Sorry, my friends from Canada, for my first story in English is about your country and it's a sad story. I don't have any negative feelings against you personally, just only feel sad about your government’s decision of withdrawing out of the Kyoto Protocol yesterday, even though the move was expected.
Reason is given: your each citizen could not afford 1,600 dollars for fulfillment those commitments in the Protocol. You have had, however, a long time to prepare for this money (from 1990 to 2012) but you failed, and became a “free-rider” in the game where real impacts exist.
Ten days ago, I attended a symposium of a famous professor in environment field from University of Alberta. He talked proudly about his life time project of saving woodland caribou in some oilsands areas of Canada. In order to save about 2000 caribou from extinction, your government is willing to pay about 500 millions dollars from your tax money in 50 years. And this number (5,000 per caribou per year) may be increased in future since you need more time to increase caribou herds to a sustainable level. I was wondered and I asked myself what have you thought about these two numbers: 5,000 and 1,600. People of 67 countries may be sure to live under the 5,000 level (in term of GDP per capita - IMF source), and you were hesitated because of the 1,600 level (about 6% of your GDP per capita in 2010) to pay for future generations of the whole world?

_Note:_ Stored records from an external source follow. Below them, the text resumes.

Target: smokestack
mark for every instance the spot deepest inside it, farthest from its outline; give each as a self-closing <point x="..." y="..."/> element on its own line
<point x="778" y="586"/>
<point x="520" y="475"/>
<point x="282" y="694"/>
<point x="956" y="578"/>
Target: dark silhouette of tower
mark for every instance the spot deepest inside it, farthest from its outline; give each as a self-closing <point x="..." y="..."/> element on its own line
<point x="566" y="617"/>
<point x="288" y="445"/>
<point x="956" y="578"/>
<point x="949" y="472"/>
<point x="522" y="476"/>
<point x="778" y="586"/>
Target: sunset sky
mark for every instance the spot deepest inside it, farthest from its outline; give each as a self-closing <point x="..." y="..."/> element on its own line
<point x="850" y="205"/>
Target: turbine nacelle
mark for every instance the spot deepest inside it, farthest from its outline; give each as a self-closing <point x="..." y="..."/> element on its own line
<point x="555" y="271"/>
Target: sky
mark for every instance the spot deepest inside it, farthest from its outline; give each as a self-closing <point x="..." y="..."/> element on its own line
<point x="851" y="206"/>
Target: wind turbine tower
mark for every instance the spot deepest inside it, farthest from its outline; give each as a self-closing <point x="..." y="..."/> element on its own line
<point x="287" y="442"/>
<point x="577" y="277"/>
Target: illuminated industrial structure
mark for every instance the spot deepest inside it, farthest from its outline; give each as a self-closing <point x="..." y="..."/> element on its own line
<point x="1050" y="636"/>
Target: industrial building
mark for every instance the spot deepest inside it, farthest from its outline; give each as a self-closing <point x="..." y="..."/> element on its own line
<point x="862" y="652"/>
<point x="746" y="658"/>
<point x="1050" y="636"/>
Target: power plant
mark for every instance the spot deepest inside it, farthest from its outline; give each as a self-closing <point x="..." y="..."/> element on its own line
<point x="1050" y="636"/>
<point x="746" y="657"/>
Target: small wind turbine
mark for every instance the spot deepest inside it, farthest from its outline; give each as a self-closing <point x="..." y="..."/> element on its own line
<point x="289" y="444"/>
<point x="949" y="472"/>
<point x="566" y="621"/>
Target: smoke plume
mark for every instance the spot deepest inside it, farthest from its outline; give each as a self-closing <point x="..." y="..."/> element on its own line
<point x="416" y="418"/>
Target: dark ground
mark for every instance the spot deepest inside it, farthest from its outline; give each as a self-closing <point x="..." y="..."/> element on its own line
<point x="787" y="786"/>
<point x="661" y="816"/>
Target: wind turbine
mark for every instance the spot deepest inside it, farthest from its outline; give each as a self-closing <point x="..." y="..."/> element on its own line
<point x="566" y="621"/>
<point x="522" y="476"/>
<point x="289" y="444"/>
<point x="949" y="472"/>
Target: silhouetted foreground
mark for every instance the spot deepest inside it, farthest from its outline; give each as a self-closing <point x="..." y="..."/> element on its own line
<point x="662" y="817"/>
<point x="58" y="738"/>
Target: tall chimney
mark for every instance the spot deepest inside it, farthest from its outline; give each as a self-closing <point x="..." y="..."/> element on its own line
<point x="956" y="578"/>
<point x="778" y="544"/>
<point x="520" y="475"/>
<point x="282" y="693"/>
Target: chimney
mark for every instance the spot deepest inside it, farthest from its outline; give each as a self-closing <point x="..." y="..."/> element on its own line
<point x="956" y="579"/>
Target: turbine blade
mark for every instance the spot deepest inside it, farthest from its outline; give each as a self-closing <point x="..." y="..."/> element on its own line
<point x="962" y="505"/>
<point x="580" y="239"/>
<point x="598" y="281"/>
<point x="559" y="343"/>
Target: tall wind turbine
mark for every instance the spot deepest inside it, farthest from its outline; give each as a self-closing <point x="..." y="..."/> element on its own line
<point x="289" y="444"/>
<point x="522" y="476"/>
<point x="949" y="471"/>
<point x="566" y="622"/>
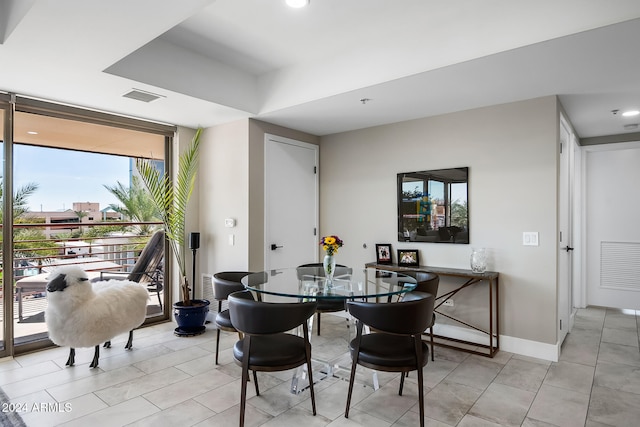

Which one is heavier on your scale? Should I understand that you are making an effort to save a tradition of Christmas where Santa Claus must ride on those caribou in order to bring your children happiness once a year? Or you did not simply realize that there is much more cost for “future children” in many coming Christmas seasons if the land of Santa Claus is lost forever because of melting poles?
If leaving the COP17 is one of your gifts for the world in the coming Christmas, it is really a “bad romance”!